There are two other rather damning indictments of this paper and the doubt it is obviously designed to subtend, and neither is at all nutrient-specific.

First, how can the health effects of any food, let alone nutrient, be interpreted without dedicated attention to: instead of what? The profound importance of these three words to nutritional epidemiology has been well and repeatedly established. If you eat cheese instead of jelly beans, you are almost certainly improving your diet quality. If you eat cheese instead of garbanzo beans, you are almost certainly doing the exact opposite. Every judgment about the health effects of a food, food group, or nutrient source must run the “instead of what” gauntlet to reach anything resembling sense.

Studies have shown the direct relevance of this robust concept to saturated fat. Substitute added sugar for saturated fat, and diet quality and health move sideways to “just as bad, by alternative means.” Substitute whole grains, nuts, seeds, and/or legumes for saturated fat sources instead, and health improves markedly.

Second, note the standard the new paper assigns: not harmful. Since when did “not harmful” become the measure of healthful food or diet? By such a metric, we are all granted license to eat cardboard. It will not do us any good, but it is not known to be harmful.

This is an absurd standard when the “baseline” to which harms are being compared is an overall diet quality that kills 500,000 prematurely each year in the United States. This is a preposterous standard when optimal dietary patterns- emphasizing whole vegetables, fruits, grains, legumes, nuts, seeds, and plain water for thirst- have been known for decades to help reduce the risk of premature death and all major chronic diseases by 80% or more. More years in life, more life in years is the luminous prize we are throwing away- for our children as well as ourselves- if “not demonstrably harmful compared to the egregiously bad diet that prevails in America” becomes the new standard of nutritional quality. I can see why Big Food and Big Pharma might love that; but if you love a child, you really need to hate it.

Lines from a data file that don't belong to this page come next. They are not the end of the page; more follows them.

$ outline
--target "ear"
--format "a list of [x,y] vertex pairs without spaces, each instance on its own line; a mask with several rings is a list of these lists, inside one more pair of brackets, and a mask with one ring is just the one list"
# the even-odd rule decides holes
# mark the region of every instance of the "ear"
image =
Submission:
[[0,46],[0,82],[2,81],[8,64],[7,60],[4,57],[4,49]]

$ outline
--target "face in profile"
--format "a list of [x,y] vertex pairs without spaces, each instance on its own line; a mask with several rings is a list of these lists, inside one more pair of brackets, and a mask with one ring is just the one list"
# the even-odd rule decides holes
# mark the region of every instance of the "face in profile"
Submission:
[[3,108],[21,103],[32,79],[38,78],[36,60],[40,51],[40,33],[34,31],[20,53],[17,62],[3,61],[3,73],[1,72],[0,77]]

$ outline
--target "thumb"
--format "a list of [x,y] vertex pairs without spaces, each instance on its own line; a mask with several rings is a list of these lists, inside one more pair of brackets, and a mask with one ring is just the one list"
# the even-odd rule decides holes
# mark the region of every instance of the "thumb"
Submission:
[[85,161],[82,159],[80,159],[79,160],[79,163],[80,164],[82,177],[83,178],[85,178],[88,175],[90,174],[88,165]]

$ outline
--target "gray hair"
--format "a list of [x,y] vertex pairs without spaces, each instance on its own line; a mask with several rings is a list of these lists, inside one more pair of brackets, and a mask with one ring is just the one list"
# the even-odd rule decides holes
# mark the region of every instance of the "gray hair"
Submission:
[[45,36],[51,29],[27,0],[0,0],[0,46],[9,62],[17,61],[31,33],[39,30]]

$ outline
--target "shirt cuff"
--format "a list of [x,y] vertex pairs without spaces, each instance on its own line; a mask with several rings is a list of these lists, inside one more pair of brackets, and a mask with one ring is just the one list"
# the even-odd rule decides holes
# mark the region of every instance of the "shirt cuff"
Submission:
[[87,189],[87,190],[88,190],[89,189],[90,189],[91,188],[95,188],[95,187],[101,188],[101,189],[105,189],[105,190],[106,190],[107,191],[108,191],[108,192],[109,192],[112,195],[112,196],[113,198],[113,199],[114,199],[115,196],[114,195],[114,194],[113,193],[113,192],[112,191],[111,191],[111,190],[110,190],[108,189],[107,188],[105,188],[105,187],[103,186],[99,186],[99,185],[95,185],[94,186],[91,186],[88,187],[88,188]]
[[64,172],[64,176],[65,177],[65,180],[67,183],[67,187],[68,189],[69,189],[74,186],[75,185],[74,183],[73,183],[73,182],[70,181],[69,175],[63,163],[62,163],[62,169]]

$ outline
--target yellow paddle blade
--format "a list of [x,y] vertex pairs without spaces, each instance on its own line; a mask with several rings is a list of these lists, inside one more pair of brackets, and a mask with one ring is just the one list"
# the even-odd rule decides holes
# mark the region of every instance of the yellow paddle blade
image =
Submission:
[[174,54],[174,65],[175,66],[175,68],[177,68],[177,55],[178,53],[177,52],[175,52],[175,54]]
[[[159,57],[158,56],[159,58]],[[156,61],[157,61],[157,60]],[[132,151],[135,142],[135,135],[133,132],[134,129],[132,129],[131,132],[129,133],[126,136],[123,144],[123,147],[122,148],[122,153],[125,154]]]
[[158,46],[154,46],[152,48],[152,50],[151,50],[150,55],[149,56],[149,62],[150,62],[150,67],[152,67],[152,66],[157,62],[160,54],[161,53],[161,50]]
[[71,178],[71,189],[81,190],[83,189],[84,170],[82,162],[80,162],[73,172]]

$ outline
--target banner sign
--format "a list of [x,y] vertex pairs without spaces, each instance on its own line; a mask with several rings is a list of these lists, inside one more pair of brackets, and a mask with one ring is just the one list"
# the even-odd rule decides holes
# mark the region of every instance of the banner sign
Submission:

Sure, it makes sense for scientists in biochemistry, cell biology, and metabolism to study saturated fat, and to go further- and study the specific saturated fatty acids, which differ quite markedly from one another.  But when it’s time to convene your loved ones around the holiday picnic table, you will be serving foods- not fatty acids. More importantly, you will do that every other day, year round.

Whatever adorns your table, I hope you and your family have a good holiday weekend in spite of it all. I wish you good food, good health, and some much-needed good fun. If the games happen to include whac-a-mole, try not to eat it.